Nevertheless, many examples pleiotropic genes have been found in studies of aging.  The above story of telomerase seems to be a conspicuous example. Telomerase promotes epigenetic aging, while lack of telomerase promotes cellular senescence.  “If the ’gaitors don’t getcha then the ’skeeters will.”[ref]

My interpretation of pleiotropy is in my book and some of my academic papers.  It is this: Aging has been built into our genomes by natural selection for the sake of the community.  Fixed lifespan, (especially when modified conditions of food stress) is helpful in preventing population overshoot that can lead to famines, epidemics, and extinction.  But whenever a trait is good for the community and bad for the individual, there is a temptation for the individual to cheat (“cheating” is actually the term used by evolutionary theorists).  In this case, cheating would mean evolving a longer lifespan via selfish genes that spread rapidly through the population, because they are more successful at the lowest level of Darwin’s competition.

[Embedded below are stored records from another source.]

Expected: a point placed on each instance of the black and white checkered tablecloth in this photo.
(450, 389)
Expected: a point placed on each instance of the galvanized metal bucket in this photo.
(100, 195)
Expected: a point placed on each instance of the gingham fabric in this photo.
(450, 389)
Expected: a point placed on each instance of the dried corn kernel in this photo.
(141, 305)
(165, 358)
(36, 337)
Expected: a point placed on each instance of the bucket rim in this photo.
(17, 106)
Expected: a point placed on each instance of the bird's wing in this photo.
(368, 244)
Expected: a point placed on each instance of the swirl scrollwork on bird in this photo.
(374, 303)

Individual competition would erase aging if left unchecked.  The results would be great for individual fitness, but soon would be disastrous for the population.  Overpopulation would ensue, followed by the famines and epidemics mentioned above. Evolution has learned (over a very long expanse of time) to protect the communal interest, placing barriers in the way of individual selection for ever longer lifespan.  This is the evolutionary significance of pleiotropy. It provides that no simple mutation can substantially extend any aspect of lifespan without adversely affecting another aspect of lifespan or of fertility.  The aging clock has been “purposely” configured so as to be spread out over several different mechanisms, tied not just to other pro-aging mechanisms but to fertility as well.  Aging is hard to get rid of “by design”.

In the standard theory that I don’t believe, antagonistic pleiotropy is a precondition, and evolution has had to make the best of a bad deal.  In my version, antagonistic pleiotropy has been crafted by natural selection in its long-term mode. Limiting lifespan has been so important to the viability of the population that evolution has arranged to protect it from leaking away due to cheating, and antagonistic pleiotropy is one of the ways in which this is arranged. I have modeled this process in numerical simulations of evolution.

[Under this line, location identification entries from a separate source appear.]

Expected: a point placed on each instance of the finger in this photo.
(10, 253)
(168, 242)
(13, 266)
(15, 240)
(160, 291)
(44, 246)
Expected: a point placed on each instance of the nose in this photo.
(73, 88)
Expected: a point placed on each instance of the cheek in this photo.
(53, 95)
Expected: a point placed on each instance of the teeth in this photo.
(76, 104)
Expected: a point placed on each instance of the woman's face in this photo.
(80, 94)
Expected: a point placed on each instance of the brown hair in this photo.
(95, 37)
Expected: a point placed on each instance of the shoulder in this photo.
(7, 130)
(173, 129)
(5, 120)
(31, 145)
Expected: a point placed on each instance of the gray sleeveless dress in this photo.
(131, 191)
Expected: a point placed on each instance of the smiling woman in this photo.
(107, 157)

My guess is that the connection between telomerase and epigenetic aging is an example of antagonistic pleiotropy in this latter sense–certainly not in the sense of Williams, because on their face telomerase and methylation have little to do with one another.

 

Bad news for life extension strategies

But whatever the theoretical origins, the pleiotropic connection between telomerase and epigenetic aging complicates any strategy we might devise for slowing the progression of human aging.  

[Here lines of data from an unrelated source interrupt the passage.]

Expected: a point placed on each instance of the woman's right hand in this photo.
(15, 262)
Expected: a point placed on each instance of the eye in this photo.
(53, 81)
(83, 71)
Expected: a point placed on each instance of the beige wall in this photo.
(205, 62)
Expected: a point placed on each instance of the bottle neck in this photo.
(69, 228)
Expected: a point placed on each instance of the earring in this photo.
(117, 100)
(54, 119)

I believe that the preponderance of evidence still indicates that activating telomerase has a net benefit for lifespan, but that probably we can add at most a few years by this route.  I think that epigenetics is much closer to the core, the origin of aging, and that interventions to modify epigenetic aging will eventually be our holy grail. The caveat is that telomeres are simple, but methylation is complicated, and methylation is just one of many epigenetic mechanisms.